One must break convention, even a little. We’ll start with his name.
In lieu of referring to the artist by his last name, to call him Renzo, just Renzo, just today, closes the gap.
Is it good? He asks, on the way to his own show walk-through.
I’ll tell you when you’re here. There’s no way to pass judgment on a body of work such as this. Its aesthetic merits (painterly yet photographic, digital yet tactile) are to its own beholder. Toponder on its larger conversations seems is to miss the point: the photography show Who Needs A Blade? in its back and forth on self-harm and self-preservation, proceeds with a gentle yet urgent tension, constantly on the brink of finding peace and of pushing one’s self over the edge.
It is, as in Renzo Navarro’s own notes, a rejection of the world by refusing to photograph as things appear in real life, while maintaining that this abstraction is not a deviation from the natural world. It’s a mode of honesty.
“My sister said the show’s name should be, ‘Why Not Scissors?’” Renzo shares, in humorous deadpan. He’s staring at the title of his own solo show, printed out in bold black on the Tarzeer Pictures gallery wall.
Asking why not is correct. Scissors, or some other such instrument, indicates dexterity and sterility in the handling of emotional complexity. The photographer Renzo Navarro has lensed many types of images, some less biographical than others. His images have been on billboards, on magazine pages (including Vogue Philippines), and on social media feeds.
“Seeing his commercial work online back then, we were struck by his deliberate use of lighting and his ability to mold images in post production to fit his imagination,” Tarzeer Pictures executive producer and co-founder Dinesh Mohnani shares, tracking the growth of Renzo’s signature thematic of “sabotaged” utilitarian objects and a painterly quality in digital imagery through tarpaulin-sized single pieces to triptypchs on a wall. This includes a special Tarzeer Pictures presentation at the Makati flagship of the acclaimed Silverlens Gallery.
That is to say, Renzo’s more artistic forays into photography are less a technical question of creation. Here, in this show, Renzo worked with his hands. Who needs a blade, when the undertaking in itself was enough? Who needs a blade, when a lens can be just as sharp?
Here, at Tarzeer Pictures, the 17-piece solo show features Renzo’s work with paper, in both the overt sense and in a more reflective manner. That is, he ripped apart pieces of paper—he loves me, he loves me not, or something hopeful like that, the artist narrates in his personal notes—photographed and printed them out archival pigment paper, ripped those prints, and repeat. The final work finds some encased in museum glass that dull the reflections of gallery lights, of another print across the room, or of a passing body. Other pieces do the exact opposite, reflecting the piece, or the one after that, or the one after that. A photo within a photo, a print within a print, layered gently within each other like caramel chiffon cake.

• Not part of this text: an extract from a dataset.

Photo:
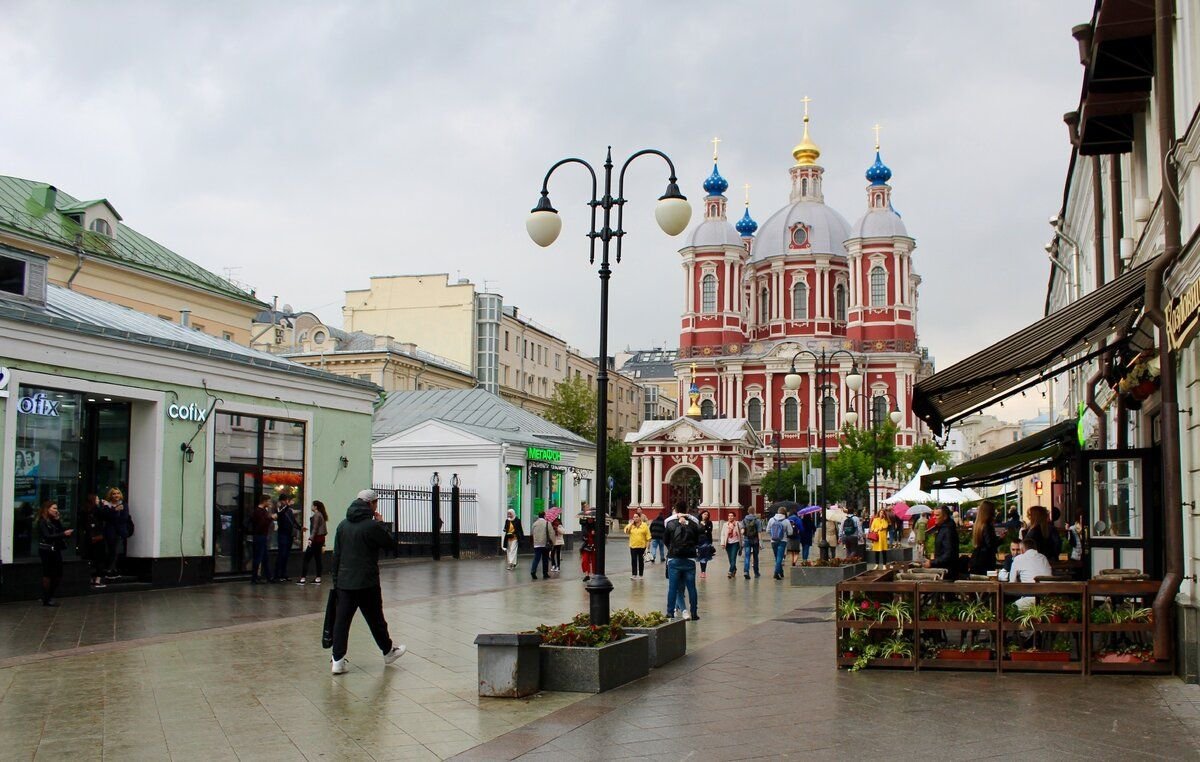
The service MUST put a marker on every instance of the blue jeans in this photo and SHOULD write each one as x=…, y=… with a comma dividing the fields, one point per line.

Renzo is careful about these subtle details of reflections, in particular because of how they embody his own self-hate and self-preservation. The curator and Tarzeer Pictures co-founder Gio Panlilio points to two pieces of work that bookend Renzo’s show as the very ones that define it, because “they are, in effect, the same shot.” “Did I Leave Enough Breadcrumbs?” starts the show at the very front in stark monochrome, a single coiled piece of ripped paper literally at world’s edge; “Hierarchy of Needs” ends the journey, rotated to appear at the end of the road, at a gateway of bursting color. “Each one,” Panlilio explains of what he sees, “holding within it the potential of the other.”

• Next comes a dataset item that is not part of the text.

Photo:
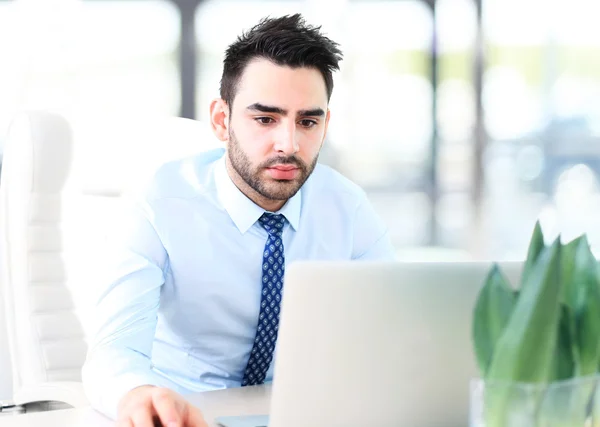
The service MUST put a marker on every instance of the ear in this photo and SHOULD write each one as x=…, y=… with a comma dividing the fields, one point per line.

Of these two pieces, Renzo writes, in a private message, “I thought it was an important detail that they’re not visible to each other while coexisting in the same space.” The parallelism to how these concepts also co-exist within the self is verbalized by the show itself.
Everything, it seems, revolves around these reflections and paradoxes of the I. This show is not about me, this article is not about you. But the I of this show makes it okay if it were also about me, about you, about anyone who has ever had unwieldy, overwhelming thoughts primed for catharsis. The public I supposes identity and vulnerability, but forgets the suffocating circle of adjacent emotions that interplay the interior I and the public eye. Are interior thoughts able to undergo scrutiny of the art world? What can we say about someone else’s loneliness? Can photography become biographical for the person behind the lens, can this biography become intimate?
“I don’t have much experience with intimacy as a two way street, and so it’s easy for me to treat photography as a wall or glass curtain where I can hide behind and observe the world as it is. But because of this I’m able to find comfort in being vulnerable without consequence,” Renzo writes. “The process is for me, but the work is for the viewer. I’m able to give without asking for anything in return. I think generosity is an important ingredient to intimacy.”
Who needs a blade, when one’s own hands can already do so much of that work? I’ll tell you when you’re there.